Стелла Элиасберг вспоминала:
То были страшные дни, невозможно представить себе их ужас. На улицах охотились на детей, на женщин, на стариков, хватали их и швыряли на «повозки смерти».
До последнего дня Доктор тешил себя надеждой, что зверство немцев не коснется сирот; хотел, чтобы обучение и занятия шли в обычном режиме, дабы не беспокоить детей и не сеять панику. Верил, что начальник отдела продснабжения, безгранично преданный нам Авраам Гепнер, создаст в Доме сирот «шоп» (фабрику, работающую на немцев) и тем самым спасет жизнь детей. Он ошибся – открыть «шоп» никто не успел{478}.
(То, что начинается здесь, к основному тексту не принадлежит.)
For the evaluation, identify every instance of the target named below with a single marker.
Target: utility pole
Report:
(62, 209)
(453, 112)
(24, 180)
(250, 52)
Второго августа, в воскресенье, вывезли шесть тысяч двести семьдесят шесть человек. Третьего августа – шесть тысяч четыреста пятьдесят восемь. Около трех тысяч человек пришли добровольно. Кто-то запомнил:
К нам зашел знакомый врач, доктор Шнайдерман. Сказал, что хочет попрощаться. Он решил идти на Умшлагплац вместе со своим десятилетним сыном. «Пан Доктор! Что вы делаете?!» – расплакалась мама. «Я больше не могу, воля ваша. У меня больше нет сил бороться». У него были деньги, документы, он был хорошо обеспечен. Но этого ежедневного напряжения он вынести не мог{479}.
Четвертого августа блокады подступили еще ближе. Рано утром, пользуясь тем, что дети спят, Корчак записывал:
Я полил цветы, бедные растения приюта, растения еврейского приюта. – Пересохшая земля задышала.
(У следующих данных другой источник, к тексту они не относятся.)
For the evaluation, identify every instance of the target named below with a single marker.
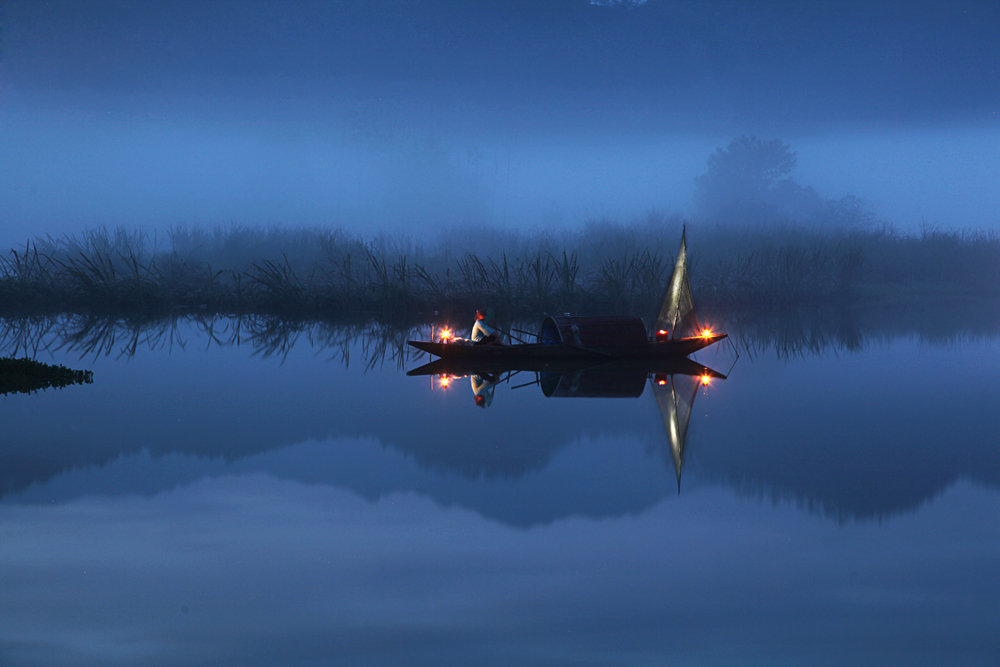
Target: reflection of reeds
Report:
(322, 274)
(25, 376)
За моей работой наблюдал часовой. Раздражает ли его или умиляет мой мирный труд в шесть утра?
Стоит и смотрит. Широко расставил ноги.
Ни к чему старания вернуть Эстерку. – Я не был уверен, что будет в случае успеха – помогу ли я ей этим или наврежу, навлеку беду.
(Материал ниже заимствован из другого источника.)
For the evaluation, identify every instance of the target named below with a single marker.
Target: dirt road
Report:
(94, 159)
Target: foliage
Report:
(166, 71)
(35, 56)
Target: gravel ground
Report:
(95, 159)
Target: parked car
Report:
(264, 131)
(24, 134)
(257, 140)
– Куда она пропала? – спрашивает кто-то.
– Может, не она, а мы пропали (что остаемся){480}.
Знал ли он, что в последний раз садится писать? Несколько десятков предложений, написанных в тот день, он разделил на десять коротеньких пронумерованных частей, будто строфы стихотворения. Из-за этого текст приобрел пафосный, прощальный оттенок. Но в нем речь идет и о будничных делах. «На Дзельную пока что тонна угля – к Рузе Абрамович». Значит, несмотря на все, он верил, что после лета придет зима и маленьким жителям приюта на Дзельной понадобится отопление. «Я написал в комиссариат, чтобы они отослали Адзя: недоразвитый и злостный нарушитель дисциплины. Мы не можем из-за какой-то его выходки подвергать дом опасности». И такие решения ему приходилось принимать: если им нужны дети, пусть забирают вредителя – может, эта жертва спасет остальных.
Подведение жизненных итогов:
Мое участие в японской войне. Поражение – разгром.